Delia Elena San Marco | Jorge Luis Borges

Posted on August 2, 2010

0


Kami saling mengucapkan selamat tinggal di satu sudut Plaza de Once.

Dari trotoar di sisi lain jalan itu aku menoleh dan memandang ke belakang; kaupun menoleh, dan kau lambaikan tangan selamat tinggal.

Sebuah sungai kendaraan dan orang-orang berlarian diantara kami; saat itu jam lima sore yang biasa. Bagaimana aku mengetahui bahwa sungai itu adalah Acheron yang sedih, yang tak seorangpun dapat menyeberang dua kali?

Kemudian kami kehilangan pandangan satu sama lain, dan setahun kemudian kau meninggal.

Dan sekarang aku mencari-cari kenangan dan dan memandanginya serta berpikir bahwa ada yang salah, bahwa di bawah perpisahan yang remeh ada terbaring sebuah perpisahan tak terbatas.

Malam yang terakhir aku tidak keluar setelah makan malam. Untuk mencoba mengerti hal ini, aku membaca ulang pelajaran terakhir bahwa Plato memasukkan ucapan gurunya. Aku membaca bahwa jiwa dapat terbang ketika badan mati.

Dan sekarang aku tidak yakin apakah kebenaran terletak pada penafsiran selanjutnya yang tak menyenangkan atau pada perpisahan yang tak bersalah.

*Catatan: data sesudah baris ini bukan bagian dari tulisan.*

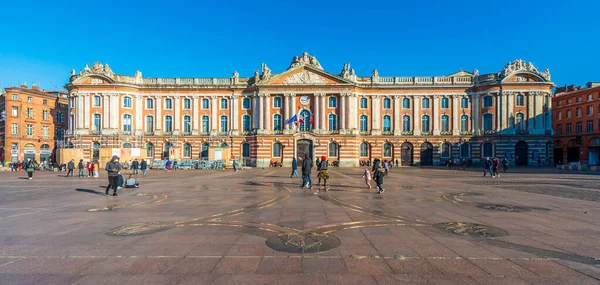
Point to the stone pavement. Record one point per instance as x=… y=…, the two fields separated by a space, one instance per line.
x=431 y=226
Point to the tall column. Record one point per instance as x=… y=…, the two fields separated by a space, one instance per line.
x=214 y=120
x=416 y=118
x=158 y=117
x=375 y=115
x=455 y=117
x=138 y=114
x=476 y=110
x=397 y=128
x=436 y=115
x=195 y=115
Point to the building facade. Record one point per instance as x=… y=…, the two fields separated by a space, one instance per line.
x=346 y=117
x=577 y=124
x=34 y=123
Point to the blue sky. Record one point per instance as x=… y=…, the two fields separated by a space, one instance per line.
x=41 y=41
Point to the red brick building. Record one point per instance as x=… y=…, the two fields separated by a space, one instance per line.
x=34 y=120
x=576 y=114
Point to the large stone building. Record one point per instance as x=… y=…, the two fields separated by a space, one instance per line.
x=34 y=121
x=422 y=120
x=577 y=124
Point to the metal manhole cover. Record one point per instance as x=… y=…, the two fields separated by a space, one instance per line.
x=470 y=229
x=138 y=229
x=302 y=242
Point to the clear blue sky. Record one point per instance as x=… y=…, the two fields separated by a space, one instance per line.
x=41 y=41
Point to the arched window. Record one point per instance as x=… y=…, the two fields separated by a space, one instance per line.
x=405 y=103
x=246 y=103
x=149 y=124
x=446 y=150
x=276 y=102
x=245 y=150
x=445 y=103
x=332 y=122
x=277 y=126
x=277 y=149
x=205 y=124
x=445 y=123
x=387 y=150
x=332 y=102
x=364 y=149
x=126 y=102
x=364 y=103
x=187 y=150
x=387 y=103
x=364 y=123
x=224 y=104
x=246 y=123
x=168 y=123
x=425 y=103
x=224 y=124
x=127 y=123
x=464 y=123
x=187 y=124
x=406 y=123
x=488 y=101
x=97 y=122
x=520 y=100
x=488 y=122
x=487 y=150
x=149 y=150
x=387 y=123
x=149 y=103
x=425 y=123
x=465 y=150
x=333 y=149
x=519 y=121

Menyatakan selamat tinggal adalah menyangkal perpisahan; katakanlah Hari ini kita pergi melewati jalan kita, tetapi besok kita akan bertemu lagi. Manusia menciptakan perpisahan karena mereka bagaimanapun mengetahui diri mereka sendiri tak abadi, juga ketika melihat diri mereka sebagai kesatuan dan berlangsung sebentar saja.

Suatu hari kami akan mengadakan percakapan tak tertentu ini lagi, Delia – di tikungan sungai apa? — dan kita akan menanyai diri kita masing-masing apakah kita pernah ada, di sebuah kota yang menghilang menjadi daratan, Borges dan Delia.

***
Diterjemahkan oleh Ahmad Muhaimin dari Delia Elena San Marco karya Jorge Luis Borges. Cerita ini terdapat dalam kumpulan cerita The Aleph karya Jorge Luis Borges. Penguin Books. London.